Geçenlerde ziyadesiyle hürmetengiz bir felsefecimizin kısa bir videosuna denk geldim. Hocamızın söylediklerini manen rivayet edeyim: “Bizde felsefe yapılmıyor, ben Türkçe felsefe yaptığıma pişmanım, hak ettiği değeri görmedi.” Haklıdır, şüphem yok. Fakat bir süredir canımı sıkan bu olgunun değirmenine su taşıyıverdi. “Biz Türkler, neden felsefe yapamıyoruz?” Hemen cevap vermeyin, belki de cevap vermeniz gerekmiyordur? Tıpkı Renan’ın “İslam terakkiye manidir” dediğinde yargısını olduğu gibi benimsemeniz gerekmediği gibi.
Felsefe denince aklınıza ne geliyor? Bunu da hep sorarım. Selamet versin İlahiyatçılar Müslüman filozofları hayatta tutmak için epey uğraşıyor. Bunca çabaya rağmen “felsefe denince aklına ne geliyor?” sorusuna da şaşırmazsınız, Batı’dan cevaplar serdedilir durur. Kim daha niş bir felsefi bilgiye sahipse koşa koşa onu söylemeye geliyor. Kulak veriyorum, cevabı tutmuş yine Batılı bir felsefecinin heybesinden getirmiş. Anladık ki felsefe denince de aklımıza yeknesak Batı sermayesi geliyor. Bu furyanın içindeyken sorun yok, yani biri sana; “felsefe denince aklına ne geliyor?” diye sorduğunda şayet Batılı bir felsefi içerik geliyorsa pek de acı çekmeyebiliyorsun. İşbu felsefeyi, tüm coğrafyalardan sıyırıp tarih üstü, kavramsal ve olgusal bir âdem sermayesi olarak mülahaza edebildiğinde, zıvanadan çıkıyor.

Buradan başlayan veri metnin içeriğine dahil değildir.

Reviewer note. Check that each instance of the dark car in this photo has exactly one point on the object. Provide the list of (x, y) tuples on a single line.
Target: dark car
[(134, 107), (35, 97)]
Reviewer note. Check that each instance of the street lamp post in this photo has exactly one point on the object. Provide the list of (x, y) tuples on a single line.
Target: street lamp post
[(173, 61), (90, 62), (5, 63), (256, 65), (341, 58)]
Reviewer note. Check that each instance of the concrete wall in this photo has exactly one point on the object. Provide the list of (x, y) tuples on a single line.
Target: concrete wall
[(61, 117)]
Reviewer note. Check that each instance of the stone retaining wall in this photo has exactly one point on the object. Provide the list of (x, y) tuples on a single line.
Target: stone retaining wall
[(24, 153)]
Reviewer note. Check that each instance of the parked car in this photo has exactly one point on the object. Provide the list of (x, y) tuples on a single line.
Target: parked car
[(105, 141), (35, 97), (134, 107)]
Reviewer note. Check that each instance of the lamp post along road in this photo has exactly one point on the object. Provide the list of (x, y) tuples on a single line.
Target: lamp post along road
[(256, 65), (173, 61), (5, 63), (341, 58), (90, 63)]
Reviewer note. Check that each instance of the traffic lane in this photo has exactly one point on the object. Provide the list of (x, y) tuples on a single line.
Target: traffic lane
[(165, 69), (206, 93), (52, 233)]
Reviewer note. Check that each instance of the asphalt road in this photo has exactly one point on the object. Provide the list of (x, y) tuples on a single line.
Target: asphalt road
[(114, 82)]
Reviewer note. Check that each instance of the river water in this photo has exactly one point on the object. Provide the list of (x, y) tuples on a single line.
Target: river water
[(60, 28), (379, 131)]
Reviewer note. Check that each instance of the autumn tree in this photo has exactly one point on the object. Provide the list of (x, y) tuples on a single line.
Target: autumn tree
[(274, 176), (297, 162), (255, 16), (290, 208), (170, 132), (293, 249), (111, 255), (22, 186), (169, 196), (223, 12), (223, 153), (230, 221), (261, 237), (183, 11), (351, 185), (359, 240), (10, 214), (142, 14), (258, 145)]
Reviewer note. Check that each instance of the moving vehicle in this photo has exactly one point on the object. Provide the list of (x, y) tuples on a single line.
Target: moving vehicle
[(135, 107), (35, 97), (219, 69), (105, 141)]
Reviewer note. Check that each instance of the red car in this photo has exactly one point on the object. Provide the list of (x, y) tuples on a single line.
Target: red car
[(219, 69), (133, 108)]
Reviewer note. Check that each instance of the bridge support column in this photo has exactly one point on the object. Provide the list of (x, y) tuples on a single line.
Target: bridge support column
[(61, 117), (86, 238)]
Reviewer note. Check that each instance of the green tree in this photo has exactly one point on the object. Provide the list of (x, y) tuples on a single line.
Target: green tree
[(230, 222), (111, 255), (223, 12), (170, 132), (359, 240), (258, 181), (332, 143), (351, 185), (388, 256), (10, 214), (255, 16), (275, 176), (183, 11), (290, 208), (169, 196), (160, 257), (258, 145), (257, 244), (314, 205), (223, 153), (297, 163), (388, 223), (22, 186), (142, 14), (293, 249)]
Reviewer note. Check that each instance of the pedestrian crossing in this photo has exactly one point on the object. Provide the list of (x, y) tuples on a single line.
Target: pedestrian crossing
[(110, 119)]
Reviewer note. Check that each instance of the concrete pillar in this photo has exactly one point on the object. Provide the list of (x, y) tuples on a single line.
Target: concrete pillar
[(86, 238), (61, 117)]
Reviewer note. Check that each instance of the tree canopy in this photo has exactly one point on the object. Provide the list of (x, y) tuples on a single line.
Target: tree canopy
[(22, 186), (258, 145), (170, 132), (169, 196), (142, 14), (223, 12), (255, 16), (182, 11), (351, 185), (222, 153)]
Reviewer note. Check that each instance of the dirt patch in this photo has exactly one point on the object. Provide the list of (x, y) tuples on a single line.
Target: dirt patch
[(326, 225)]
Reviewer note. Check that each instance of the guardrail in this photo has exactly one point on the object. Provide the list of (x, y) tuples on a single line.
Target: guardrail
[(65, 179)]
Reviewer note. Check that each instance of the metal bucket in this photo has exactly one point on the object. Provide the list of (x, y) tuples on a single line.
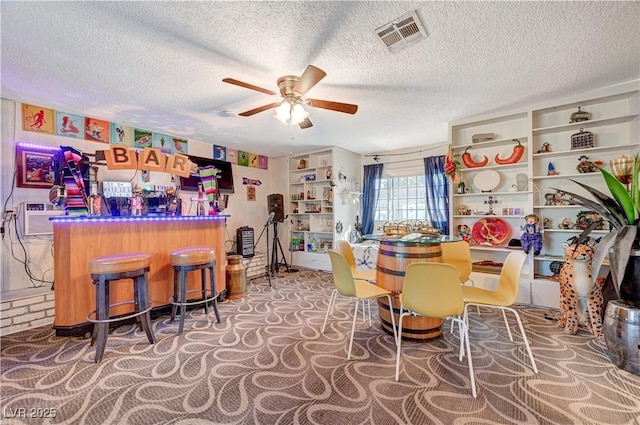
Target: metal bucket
[(236, 277), (622, 335)]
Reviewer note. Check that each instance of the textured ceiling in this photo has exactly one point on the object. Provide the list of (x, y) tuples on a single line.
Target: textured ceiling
[(159, 65)]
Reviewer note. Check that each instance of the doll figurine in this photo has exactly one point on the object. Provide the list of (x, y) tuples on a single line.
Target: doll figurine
[(463, 232), (532, 236)]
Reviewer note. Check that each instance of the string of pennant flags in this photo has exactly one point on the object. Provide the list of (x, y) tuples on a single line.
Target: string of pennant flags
[(59, 123)]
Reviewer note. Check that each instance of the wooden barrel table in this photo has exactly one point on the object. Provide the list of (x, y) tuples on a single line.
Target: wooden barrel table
[(394, 255)]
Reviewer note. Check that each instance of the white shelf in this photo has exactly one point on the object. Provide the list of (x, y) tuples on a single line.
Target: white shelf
[(567, 176), (456, 195), (542, 156), (585, 124), (497, 142), (522, 164), (488, 216), (574, 231), (615, 126)]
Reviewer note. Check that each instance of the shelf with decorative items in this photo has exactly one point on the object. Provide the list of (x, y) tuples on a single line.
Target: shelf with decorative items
[(563, 140), (316, 180)]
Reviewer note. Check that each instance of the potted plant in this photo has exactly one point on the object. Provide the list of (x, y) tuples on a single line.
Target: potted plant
[(622, 245)]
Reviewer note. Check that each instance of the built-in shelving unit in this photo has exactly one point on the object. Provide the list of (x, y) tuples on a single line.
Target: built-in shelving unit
[(321, 191), (615, 125)]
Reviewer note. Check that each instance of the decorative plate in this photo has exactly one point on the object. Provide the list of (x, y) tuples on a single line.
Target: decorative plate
[(491, 232), (486, 180)]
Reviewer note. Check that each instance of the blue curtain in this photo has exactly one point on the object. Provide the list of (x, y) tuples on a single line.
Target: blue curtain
[(437, 188), (370, 190)]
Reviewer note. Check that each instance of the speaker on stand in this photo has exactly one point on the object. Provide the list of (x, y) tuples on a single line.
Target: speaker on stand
[(275, 204)]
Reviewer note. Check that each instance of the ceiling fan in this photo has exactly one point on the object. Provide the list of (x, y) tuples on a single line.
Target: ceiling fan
[(290, 110)]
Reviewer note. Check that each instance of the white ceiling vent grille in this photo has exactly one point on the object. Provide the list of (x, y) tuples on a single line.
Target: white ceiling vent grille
[(401, 32)]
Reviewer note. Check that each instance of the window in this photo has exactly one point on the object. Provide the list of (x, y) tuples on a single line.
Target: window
[(401, 198)]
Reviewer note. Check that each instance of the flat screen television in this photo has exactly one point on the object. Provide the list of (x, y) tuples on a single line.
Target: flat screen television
[(225, 177)]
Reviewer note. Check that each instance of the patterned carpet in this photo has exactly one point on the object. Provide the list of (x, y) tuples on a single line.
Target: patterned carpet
[(267, 363)]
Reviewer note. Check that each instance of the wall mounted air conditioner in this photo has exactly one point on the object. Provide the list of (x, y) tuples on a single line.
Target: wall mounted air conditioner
[(35, 216)]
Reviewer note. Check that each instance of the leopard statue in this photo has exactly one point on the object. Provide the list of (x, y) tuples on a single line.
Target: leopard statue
[(580, 299)]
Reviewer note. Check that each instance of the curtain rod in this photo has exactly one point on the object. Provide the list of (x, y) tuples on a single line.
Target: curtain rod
[(376, 157)]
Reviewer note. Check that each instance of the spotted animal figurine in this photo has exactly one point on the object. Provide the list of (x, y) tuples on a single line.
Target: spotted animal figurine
[(580, 300)]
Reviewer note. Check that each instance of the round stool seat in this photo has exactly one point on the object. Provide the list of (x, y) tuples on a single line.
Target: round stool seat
[(119, 263), (192, 256)]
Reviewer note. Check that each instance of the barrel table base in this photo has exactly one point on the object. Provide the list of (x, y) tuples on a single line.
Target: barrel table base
[(393, 259)]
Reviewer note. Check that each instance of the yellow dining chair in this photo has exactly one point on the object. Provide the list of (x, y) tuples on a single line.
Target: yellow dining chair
[(344, 248), (434, 290), (458, 254), (503, 297), (348, 286)]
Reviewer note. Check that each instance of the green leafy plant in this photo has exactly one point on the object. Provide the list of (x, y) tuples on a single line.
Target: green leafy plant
[(622, 211)]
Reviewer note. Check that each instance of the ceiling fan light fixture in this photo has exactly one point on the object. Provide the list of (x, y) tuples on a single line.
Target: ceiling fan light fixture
[(298, 114), (290, 112), (283, 112)]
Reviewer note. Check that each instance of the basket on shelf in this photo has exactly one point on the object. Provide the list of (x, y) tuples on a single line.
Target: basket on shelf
[(582, 140)]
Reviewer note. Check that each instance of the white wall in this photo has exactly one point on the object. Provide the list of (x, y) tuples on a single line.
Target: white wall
[(14, 280)]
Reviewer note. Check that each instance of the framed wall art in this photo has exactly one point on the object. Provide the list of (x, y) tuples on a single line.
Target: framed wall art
[(34, 167)]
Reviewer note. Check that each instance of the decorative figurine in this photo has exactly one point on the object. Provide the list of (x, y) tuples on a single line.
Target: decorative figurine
[(586, 166), (463, 232), (566, 224), (532, 236), (137, 202), (546, 147)]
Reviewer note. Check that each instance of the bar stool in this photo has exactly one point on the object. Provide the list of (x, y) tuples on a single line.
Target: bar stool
[(201, 258), (103, 271)]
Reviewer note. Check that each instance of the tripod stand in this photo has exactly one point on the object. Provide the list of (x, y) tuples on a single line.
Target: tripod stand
[(274, 266)]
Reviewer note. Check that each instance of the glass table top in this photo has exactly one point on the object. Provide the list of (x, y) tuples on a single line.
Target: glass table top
[(419, 238)]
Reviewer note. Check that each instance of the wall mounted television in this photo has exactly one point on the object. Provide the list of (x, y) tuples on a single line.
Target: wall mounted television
[(225, 177)]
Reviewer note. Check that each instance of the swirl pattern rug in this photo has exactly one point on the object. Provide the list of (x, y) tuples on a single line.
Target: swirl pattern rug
[(268, 363)]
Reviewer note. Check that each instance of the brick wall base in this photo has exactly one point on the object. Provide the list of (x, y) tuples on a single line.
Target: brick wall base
[(26, 312)]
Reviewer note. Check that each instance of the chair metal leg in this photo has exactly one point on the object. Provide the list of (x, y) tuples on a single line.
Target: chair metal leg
[(142, 303), (203, 283), (176, 293), (399, 342), (464, 339), (101, 330), (183, 299), (214, 292), (353, 328), (396, 335), (506, 324), (332, 300), (524, 338)]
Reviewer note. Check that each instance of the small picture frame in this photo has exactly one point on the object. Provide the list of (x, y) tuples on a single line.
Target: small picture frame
[(34, 167)]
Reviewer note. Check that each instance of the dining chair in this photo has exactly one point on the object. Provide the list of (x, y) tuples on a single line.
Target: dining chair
[(502, 298), (434, 290), (458, 254), (348, 286), (344, 248)]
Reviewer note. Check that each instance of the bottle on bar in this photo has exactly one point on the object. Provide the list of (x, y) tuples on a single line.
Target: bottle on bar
[(94, 200), (200, 208)]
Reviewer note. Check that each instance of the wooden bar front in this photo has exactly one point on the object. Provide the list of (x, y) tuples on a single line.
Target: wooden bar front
[(79, 239)]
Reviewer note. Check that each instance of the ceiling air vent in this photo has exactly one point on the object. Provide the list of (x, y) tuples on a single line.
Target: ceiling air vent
[(401, 32)]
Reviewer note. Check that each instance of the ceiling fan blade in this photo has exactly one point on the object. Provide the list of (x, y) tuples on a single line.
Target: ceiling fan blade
[(309, 78), (305, 124), (347, 108), (258, 109), (248, 86)]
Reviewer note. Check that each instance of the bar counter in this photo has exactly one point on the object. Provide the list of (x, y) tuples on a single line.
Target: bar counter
[(79, 239)]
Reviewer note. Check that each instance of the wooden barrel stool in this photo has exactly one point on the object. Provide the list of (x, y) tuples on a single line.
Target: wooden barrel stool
[(103, 271), (201, 258), (393, 259)]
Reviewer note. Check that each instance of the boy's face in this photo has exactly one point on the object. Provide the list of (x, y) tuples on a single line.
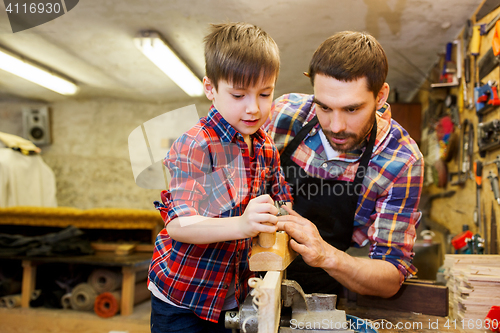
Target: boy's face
[(245, 108)]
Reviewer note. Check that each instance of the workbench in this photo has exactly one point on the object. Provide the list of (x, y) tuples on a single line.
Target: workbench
[(408, 322), (130, 265), (89, 219)]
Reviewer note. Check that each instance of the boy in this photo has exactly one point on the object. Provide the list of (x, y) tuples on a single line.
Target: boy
[(220, 169)]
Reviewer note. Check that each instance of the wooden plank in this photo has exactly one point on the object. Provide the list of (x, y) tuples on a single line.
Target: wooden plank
[(28, 284), (484, 270), (269, 312), (111, 247), (412, 297), (275, 258)]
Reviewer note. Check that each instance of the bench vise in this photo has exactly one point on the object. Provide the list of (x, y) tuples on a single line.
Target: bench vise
[(300, 312)]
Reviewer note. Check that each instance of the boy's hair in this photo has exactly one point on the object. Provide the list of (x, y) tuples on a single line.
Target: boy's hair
[(240, 53), (348, 56)]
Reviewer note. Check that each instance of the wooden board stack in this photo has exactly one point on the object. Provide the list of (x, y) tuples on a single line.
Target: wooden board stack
[(473, 283)]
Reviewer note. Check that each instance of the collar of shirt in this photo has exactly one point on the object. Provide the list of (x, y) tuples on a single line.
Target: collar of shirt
[(225, 131), (314, 141)]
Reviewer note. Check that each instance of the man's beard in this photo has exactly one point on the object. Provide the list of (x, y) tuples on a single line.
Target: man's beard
[(355, 141)]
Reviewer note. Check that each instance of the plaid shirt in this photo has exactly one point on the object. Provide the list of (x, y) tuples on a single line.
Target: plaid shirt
[(387, 215), (212, 175)]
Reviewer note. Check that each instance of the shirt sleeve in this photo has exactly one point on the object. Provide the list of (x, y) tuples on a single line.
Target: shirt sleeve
[(280, 190), (188, 164), (393, 233)]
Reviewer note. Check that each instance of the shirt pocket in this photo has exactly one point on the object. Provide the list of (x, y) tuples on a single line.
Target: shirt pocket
[(224, 190)]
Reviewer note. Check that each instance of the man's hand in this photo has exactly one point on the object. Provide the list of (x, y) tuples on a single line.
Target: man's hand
[(363, 276), (306, 239)]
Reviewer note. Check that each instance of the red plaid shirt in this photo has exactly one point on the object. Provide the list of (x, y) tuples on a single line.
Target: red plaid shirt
[(212, 175)]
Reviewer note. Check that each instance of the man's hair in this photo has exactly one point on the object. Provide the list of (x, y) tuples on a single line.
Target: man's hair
[(348, 56), (240, 53)]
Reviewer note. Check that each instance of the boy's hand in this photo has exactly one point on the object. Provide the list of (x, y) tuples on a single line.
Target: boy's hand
[(259, 210)]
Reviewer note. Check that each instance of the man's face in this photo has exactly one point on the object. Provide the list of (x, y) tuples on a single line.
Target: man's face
[(346, 110), (245, 108)]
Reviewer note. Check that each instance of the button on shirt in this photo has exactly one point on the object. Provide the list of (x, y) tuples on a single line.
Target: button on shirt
[(387, 214), (212, 175)]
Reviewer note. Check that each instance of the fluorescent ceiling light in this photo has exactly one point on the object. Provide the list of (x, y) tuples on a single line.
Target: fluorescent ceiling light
[(153, 46), (20, 67)]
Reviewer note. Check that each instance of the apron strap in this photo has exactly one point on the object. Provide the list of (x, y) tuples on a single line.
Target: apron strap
[(292, 146)]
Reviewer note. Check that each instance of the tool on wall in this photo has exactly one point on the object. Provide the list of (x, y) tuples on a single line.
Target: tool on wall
[(478, 171), (493, 232), (451, 72), (468, 104), (486, 97), (474, 50), (491, 59), (451, 103), (486, 27), (466, 155), (466, 41), (494, 186), (488, 136)]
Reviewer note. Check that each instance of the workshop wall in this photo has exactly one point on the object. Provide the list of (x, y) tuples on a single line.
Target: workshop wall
[(89, 152), (456, 207)]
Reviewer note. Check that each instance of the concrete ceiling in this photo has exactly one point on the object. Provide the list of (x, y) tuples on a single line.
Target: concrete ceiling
[(92, 43)]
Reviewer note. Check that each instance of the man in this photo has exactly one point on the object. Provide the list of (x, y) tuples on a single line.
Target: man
[(356, 175)]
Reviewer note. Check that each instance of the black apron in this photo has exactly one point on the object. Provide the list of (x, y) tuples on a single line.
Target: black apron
[(329, 204)]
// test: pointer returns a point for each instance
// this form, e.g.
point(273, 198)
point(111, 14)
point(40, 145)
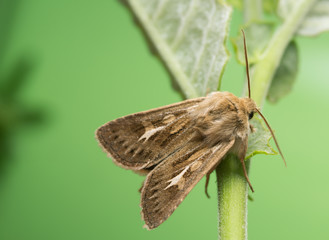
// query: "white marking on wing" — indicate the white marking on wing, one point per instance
point(176, 179)
point(150, 133)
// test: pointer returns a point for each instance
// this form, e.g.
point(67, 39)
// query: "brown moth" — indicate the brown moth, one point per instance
point(178, 144)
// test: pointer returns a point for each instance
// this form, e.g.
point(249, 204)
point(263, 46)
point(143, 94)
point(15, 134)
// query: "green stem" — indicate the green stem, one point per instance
point(232, 198)
point(232, 188)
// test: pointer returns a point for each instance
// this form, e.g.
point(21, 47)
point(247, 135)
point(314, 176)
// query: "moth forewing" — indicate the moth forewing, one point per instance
point(168, 183)
point(177, 145)
point(140, 140)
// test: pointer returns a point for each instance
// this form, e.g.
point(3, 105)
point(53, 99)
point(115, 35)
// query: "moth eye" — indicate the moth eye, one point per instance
point(251, 115)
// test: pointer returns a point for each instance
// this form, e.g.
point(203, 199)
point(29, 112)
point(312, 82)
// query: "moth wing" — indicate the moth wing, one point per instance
point(141, 140)
point(167, 184)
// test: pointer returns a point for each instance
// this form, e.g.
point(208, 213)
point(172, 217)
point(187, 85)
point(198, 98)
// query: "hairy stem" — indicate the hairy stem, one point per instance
point(232, 197)
point(252, 10)
point(232, 187)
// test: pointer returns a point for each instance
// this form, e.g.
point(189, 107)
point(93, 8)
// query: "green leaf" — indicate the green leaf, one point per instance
point(317, 20)
point(258, 141)
point(258, 35)
point(235, 3)
point(190, 38)
point(270, 6)
point(285, 75)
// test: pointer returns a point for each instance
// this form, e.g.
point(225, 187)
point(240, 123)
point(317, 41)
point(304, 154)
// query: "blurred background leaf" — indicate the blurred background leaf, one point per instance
point(190, 37)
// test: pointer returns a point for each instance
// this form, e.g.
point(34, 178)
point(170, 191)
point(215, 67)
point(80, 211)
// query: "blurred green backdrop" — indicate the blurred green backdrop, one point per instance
point(86, 63)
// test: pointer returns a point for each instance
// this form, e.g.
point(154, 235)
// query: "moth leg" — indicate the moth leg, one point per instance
point(245, 174)
point(207, 182)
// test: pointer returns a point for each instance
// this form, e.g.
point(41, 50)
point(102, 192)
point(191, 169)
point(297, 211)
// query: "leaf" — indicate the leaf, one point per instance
point(270, 6)
point(315, 22)
point(235, 3)
point(258, 141)
point(258, 35)
point(285, 75)
point(190, 37)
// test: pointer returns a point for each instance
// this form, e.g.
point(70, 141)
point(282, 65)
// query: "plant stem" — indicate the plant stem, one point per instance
point(232, 187)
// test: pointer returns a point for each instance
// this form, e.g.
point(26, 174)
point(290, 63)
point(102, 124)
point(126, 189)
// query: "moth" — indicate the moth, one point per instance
point(178, 144)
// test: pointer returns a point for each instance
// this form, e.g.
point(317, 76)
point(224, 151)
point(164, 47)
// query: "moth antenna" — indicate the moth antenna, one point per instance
point(246, 58)
point(276, 142)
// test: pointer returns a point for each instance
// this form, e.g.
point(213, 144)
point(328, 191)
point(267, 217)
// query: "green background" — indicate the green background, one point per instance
point(88, 64)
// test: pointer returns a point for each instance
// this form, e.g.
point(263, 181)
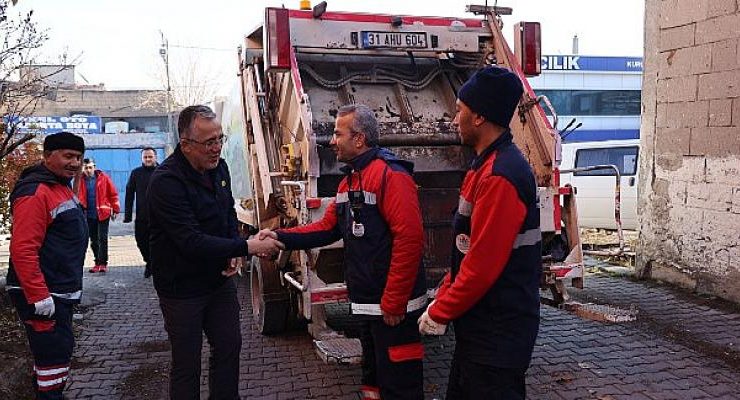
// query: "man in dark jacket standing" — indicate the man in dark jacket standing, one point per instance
point(138, 182)
point(195, 250)
point(492, 291)
point(376, 212)
point(47, 250)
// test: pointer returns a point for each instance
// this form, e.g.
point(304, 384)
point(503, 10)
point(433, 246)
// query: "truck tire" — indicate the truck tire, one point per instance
point(270, 300)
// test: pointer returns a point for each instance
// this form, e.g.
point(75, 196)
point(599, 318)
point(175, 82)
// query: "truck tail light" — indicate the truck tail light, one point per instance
point(313, 203)
point(277, 38)
point(527, 46)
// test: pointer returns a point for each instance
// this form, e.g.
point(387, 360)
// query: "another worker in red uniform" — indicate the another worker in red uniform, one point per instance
point(376, 212)
point(492, 292)
point(99, 197)
point(47, 250)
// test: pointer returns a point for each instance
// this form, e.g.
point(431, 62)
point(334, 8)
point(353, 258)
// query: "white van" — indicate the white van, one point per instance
point(595, 189)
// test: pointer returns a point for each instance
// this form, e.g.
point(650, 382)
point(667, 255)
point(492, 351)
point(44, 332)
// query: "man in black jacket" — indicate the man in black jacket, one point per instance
point(195, 250)
point(137, 184)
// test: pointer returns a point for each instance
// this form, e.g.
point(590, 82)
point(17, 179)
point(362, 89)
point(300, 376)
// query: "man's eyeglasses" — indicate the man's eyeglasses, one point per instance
point(210, 144)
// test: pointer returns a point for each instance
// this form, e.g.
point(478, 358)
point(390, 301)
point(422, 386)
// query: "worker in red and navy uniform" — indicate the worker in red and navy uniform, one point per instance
point(376, 212)
point(47, 249)
point(99, 197)
point(492, 291)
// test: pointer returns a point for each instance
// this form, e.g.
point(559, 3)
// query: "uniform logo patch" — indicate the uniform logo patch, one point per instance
point(462, 242)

Öncelikle birbirimizi felsefe yaptığımıza ikna etmek için bir mirasa yaslanmamız icap ediyor; o sırada Müslüman filozofların eser ve fikirleri tebellür oluyor ve şunları söylüyoruz: Müslüman filozofların, coğrafyalar ve milletler üstü çeviri faaliyetlerini ve bu uğurda serdettiği katkılarını görmezden gelemezsiniz. Hıristiyanlar İncil’i tahrif edip Yahudilik’i denklemden çıkarıp nevzuhur bir din peyda etmekle uğraşırken Doğu’nun nasıl da insanlığın, o felsefi mirasına sahip çıktığını tarih yazdı. Batı, kök filozoflarıyla Müslümanların çevirileri sayesinde tanıştı. En akıllımız şöyle der: herhangi bir kutba mal etmeye lüzum yok, felsefe insanlık ortak ortak mirasıdır; tarihin tüm siyasi hezeyanlarıyla birlikte felsefeyi silip süpürmesinin önüne, İslam alimleri marifetiyle güçlü bir set çekilmiş oldu. Peki Müslüman filozoflar bunu felsefe yapmak için mi yaptı? Elbette bir ekol, kendi içinde bu treni çok sevmiş ve binmek için uğraşmıştır fakat ekseriyete teşmil edebileceğimiz bir çaba mıdır? Tartışılır. Bana kalırsa dünyada ilim namına ne olup bitiyor diye merak ettikleri ve olan biteni kayda düşerken “bir de felsefe dedikleri” şeklinde bir bahis açtıkları kuvvetle muhtemel. Bu iştiyakın forsu da bilirsiniz, Gazali'nin inzivadan çıkması ve Tehafütü kaleme almasıyla akamete uğrayacaktı.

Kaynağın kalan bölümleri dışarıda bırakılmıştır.